Поделились друг с другом рецептами народных средств. Максим аккуратно записал все в книжечку, правда, на этот раз не просто так, для вида, а подумав о Витьке Шугачеве, который после зигзага в диете, что случается нередко, три дня ходит желтый.
— Здесь? — как бы между прочим кивнул на дверь, которая его сейчас интересовала больше всего.
— У себя.
— Один? Не очень занят?
Татьяна Петровна понизила голос до шепота:
— Вас примет. Стыдно ему будет вас не принять. Пойду скажу.
Заместитель председателя комитета, известный архитектор, человек вообще демократичный, веселый и общительный, даже кое в чем фантазер, не однажды удивлял контрастами своего настроения. Оба — члены правления своего творческого союза, они были, можно сказать, близки, хотя на «ты» и не перешли. Но случалось, что здесь, в комитете, Богдан Витальевич не принимал его, главного архитектора города. Это возмущало коллег. Но Максим не возмущался, обида, вспыхнувшая в приемной, быстро проходила. Он лучше, чем кто другой, знал, что такое руководящая должность, особенно для творческого человека. А Богдан так же, как и он, старался совмещать службу с творчеством. Кроме того, Максиму давно казалось, что говорун и весельчак этот таит от всех какую-то личную трагедию.
Во всяком случае, когда Татьяна Петровна пошла в кабинет, Максим не очень еще был уверен, что «богом данный начальник», как шутили насчет него коллеги, тут же, с ходу пригласит в кабинет: в отделе намекали на «грозовую облачность» на их комитетском барометре. Имели в виду, конечно, Богдана, потому что председатель болел.
Татьяна Петровна вышла с победной улыбкой.
Не очень Максима обрадовала такая «победа». Но что поделаешь… Надо продолжать обмениваться рецептами средств от существующих и выдуманных болезней. На счастье, Татьяна Петровна забыла о болезнях и перешла на другую тему — об аферах в жилищностроительном кооперативе. О ворах и взяточниках из ЖСК вчера был напечатан фельетон в газете. Карнач за утро уже третий раз слышал о них — в самолете, в троллейбусе, когда ехал из аэропорта, в здесь, в приемной. Рассказывали по-разному, каждый из рассказчиков был чрезвычайно осведомлен и короткий фельетон развивал в целую детективную эпопею.
Богдан Витальевич не вызвал звонком, открыл дверь, пригласил:
— Прошу, Карнач.
Поздоровались у двери и сели за стол для совещаний друг против друга.
— Как жизнь? Как семья? — спросил хозяин кабинета, проведя ладонью по лицу, как бы стирая сонливость.
— Анекдот знаете?
— Ну?
— Встретились два старых друга. «Как здоровье твоей жены?» — «А что тебе до моей жены?» — «Да мне наплевать на твою жену. Это я из вежливости».
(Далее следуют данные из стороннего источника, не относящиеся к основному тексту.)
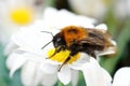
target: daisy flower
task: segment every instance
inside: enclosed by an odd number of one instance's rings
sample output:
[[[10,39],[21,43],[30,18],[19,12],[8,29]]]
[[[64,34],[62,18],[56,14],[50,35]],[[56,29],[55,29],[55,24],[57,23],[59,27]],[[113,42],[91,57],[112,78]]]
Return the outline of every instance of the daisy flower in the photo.
[[[10,46],[10,48],[12,48],[13,52],[8,51],[6,53],[10,54],[6,60],[6,66],[11,71],[10,75],[12,76],[18,68],[22,68],[22,80],[26,86],[35,83],[34,81],[42,84],[44,84],[44,82],[49,82],[49,84],[51,84],[51,84],[53,85],[57,78],[64,85],[72,82],[73,85],[76,86],[78,81],[78,72],[82,71],[88,86],[109,85],[112,81],[109,74],[102,67],[100,67],[94,58],[89,55],[83,53],[77,54],[69,60],[68,63],[62,67],[61,71],[58,71],[58,66],[62,64],[67,58],[69,51],[60,52],[51,59],[46,59],[54,52],[53,43],[50,43],[42,48],[53,39],[52,34],[55,35],[61,31],[61,28],[66,26],[73,25],[84,28],[101,29],[104,31],[107,30],[106,25],[102,24],[94,26],[94,23],[95,20],[92,18],[76,15],[65,10],[56,11],[52,8],[46,9],[43,20],[37,20],[34,25],[24,27],[12,35],[11,45],[13,45],[13,47]],[[114,43],[114,41],[112,42]],[[115,53],[114,48],[108,47],[103,52],[98,52],[96,56],[113,53]],[[31,66],[32,68],[30,70]],[[43,80],[46,76],[48,77],[48,75],[52,75],[49,81]],[[53,75],[55,75],[55,77],[53,77]],[[27,84],[28,82],[29,84]]]
[[[0,26],[3,42],[20,27],[30,25],[36,18],[41,17],[35,5],[36,0],[2,0],[0,1]],[[43,6],[42,6],[43,8]],[[42,10],[43,11],[43,10]]]
[[[113,86],[130,86],[130,76],[128,76],[129,73],[129,67],[119,69],[114,75]]]

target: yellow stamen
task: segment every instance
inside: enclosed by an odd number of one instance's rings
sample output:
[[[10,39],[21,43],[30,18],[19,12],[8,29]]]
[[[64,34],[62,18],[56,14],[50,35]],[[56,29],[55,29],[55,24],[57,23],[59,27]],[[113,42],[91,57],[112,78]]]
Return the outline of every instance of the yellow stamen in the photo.
[[[48,56],[50,57],[51,55],[53,55],[54,53],[54,48],[50,49],[48,52]],[[52,58],[50,58],[51,60],[55,60],[57,62],[64,62],[65,59],[69,56],[70,52],[69,51],[62,51],[60,53],[57,53],[56,55],[54,55]],[[78,53],[77,55],[75,55],[74,57],[70,58],[70,60],[67,63],[73,63],[74,61],[76,61],[78,58],[80,57],[80,53]]]
[[[32,11],[27,8],[16,8],[10,12],[10,17],[17,25],[26,25],[32,20]]]

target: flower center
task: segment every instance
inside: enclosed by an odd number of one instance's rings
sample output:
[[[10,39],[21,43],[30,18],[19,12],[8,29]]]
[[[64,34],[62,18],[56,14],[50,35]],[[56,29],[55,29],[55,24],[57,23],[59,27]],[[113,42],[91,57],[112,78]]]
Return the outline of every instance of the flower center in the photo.
[[[50,57],[51,55],[53,55],[55,52],[55,49],[50,49],[48,52],[48,56]],[[61,51],[60,53],[57,53],[56,55],[54,55],[53,57],[51,57],[51,60],[55,60],[57,62],[64,62],[65,59],[69,56],[70,52],[69,51]],[[76,61],[78,58],[80,57],[80,53],[78,53],[77,55],[73,56],[70,58],[70,60],[67,63],[73,63],[74,61]]]
[[[10,12],[10,17],[17,25],[26,25],[32,19],[32,11],[27,8],[17,8]]]

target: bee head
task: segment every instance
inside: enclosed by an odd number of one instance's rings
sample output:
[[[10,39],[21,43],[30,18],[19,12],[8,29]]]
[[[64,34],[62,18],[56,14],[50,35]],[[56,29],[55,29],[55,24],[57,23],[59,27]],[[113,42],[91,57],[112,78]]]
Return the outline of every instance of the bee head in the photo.
[[[53,37],[52,42],[53,42],[54,47],[66,45],[64,37],[61,32]]]

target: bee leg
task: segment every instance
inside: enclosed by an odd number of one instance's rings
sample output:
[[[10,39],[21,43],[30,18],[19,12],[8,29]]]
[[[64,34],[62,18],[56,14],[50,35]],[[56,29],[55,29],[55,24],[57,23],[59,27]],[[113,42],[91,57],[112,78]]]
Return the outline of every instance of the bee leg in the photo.
[[[77,49],[73,51],[73,52],[69,54],[69,56],[65,59],[65,61],[60,66],[60,68],[58,68],[57,71],[60,72],[61,69],[62,69],[62,67],[63,67],[65,63],[67,63],[67,62],[70,60],[70,58],[72,58],[73,56],[75,56],[78,52],[79,52],[79,51],[77,51]]]
[[[67,63],[68,61],[70,60],[70,56],[68,56],[66,59],[65,59],[65,61],[60,66],[60,68],[58,68],[58,72],[61,71],[61,69],[62,69],[62,67],[65,64],[65,63]]]

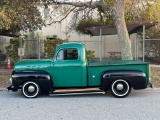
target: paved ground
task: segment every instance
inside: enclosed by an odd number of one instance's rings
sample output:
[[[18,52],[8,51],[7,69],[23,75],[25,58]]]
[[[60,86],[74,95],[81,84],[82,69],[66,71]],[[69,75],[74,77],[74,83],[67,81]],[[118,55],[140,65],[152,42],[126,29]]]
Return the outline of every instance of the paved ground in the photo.
[[[109,93],[26,99],[20,92],[0,92],[0,105],[1,120],[159,120],[160,89],[122,99]]]

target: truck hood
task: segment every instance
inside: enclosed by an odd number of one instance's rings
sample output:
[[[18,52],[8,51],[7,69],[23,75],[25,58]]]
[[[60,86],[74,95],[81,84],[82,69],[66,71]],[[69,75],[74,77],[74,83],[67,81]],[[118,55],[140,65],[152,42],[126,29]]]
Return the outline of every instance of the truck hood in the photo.
[[[42,70],[51,66],[51,60],[23,60],[15,64],[14,70]]]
Карнач знал, что Богдан любит слушать и рассказывать анекдоты, что вообще человек он с юмором. Но тут получилась осечка. Анекдот не вызвал никаких эмоций. Даже улыбки. Пускай бы хоть обиделся на непочтительный намек. Но поразило не это. Поразил неожиданный вопрос, который никак не вытекал из анекдота:
— У вас нелады с женой?
«Неужто знает? Откуда? Каким образом?»
Выходит, сам поймался. Теперь надо выпутываться. Тут нужна шутка или более удачный анекдот.
— Отношения с женой в нашем возрасте хорошо выразил один драматург. Помните, что отвечает Моцкин[1] на вопрос, любит ли он свою должность? Говорит: «Как собственную жену: немножко люблю, немножко терплю, немножко хочу другую».
И опять мимо.
У веселого, острого на язык человека даже не шевельнулись губы в вежливой улыбке.
Максим насторожился. Чем это человек так оглушен, что он вдруг потерял самый ценный дар природы? Не зря в отделе говорили о «грозовой облачности». Но и грозы не видно. Какой-то мертвый штиль. Придется отложить шутки на лучшие времена.
Безо всяких вступлений и «мостиков» Карнач стал излагать дела, с которыми приехал.
Когда-то в начале своей работы в должности главного архитектора он возмущался тем, что надо согласовывать в республиканских, инстанциях мелочи — то, что, по здравой логике, целиком входило в компетенцию городских властей. Но теперь привык и научился легко проталкивать все такие вопросы.
Снос казармы на Ветряной, по сути, такая же мелочь. Но в связи с идеей Сосновского надстроить этот дом и после стычки с предисполкома вопрос этот для Максима неожиданно перерос в принципиальный. «Мелочь» зачеркивала его давний замысел, становилась помехой в решении «узлового» квартала.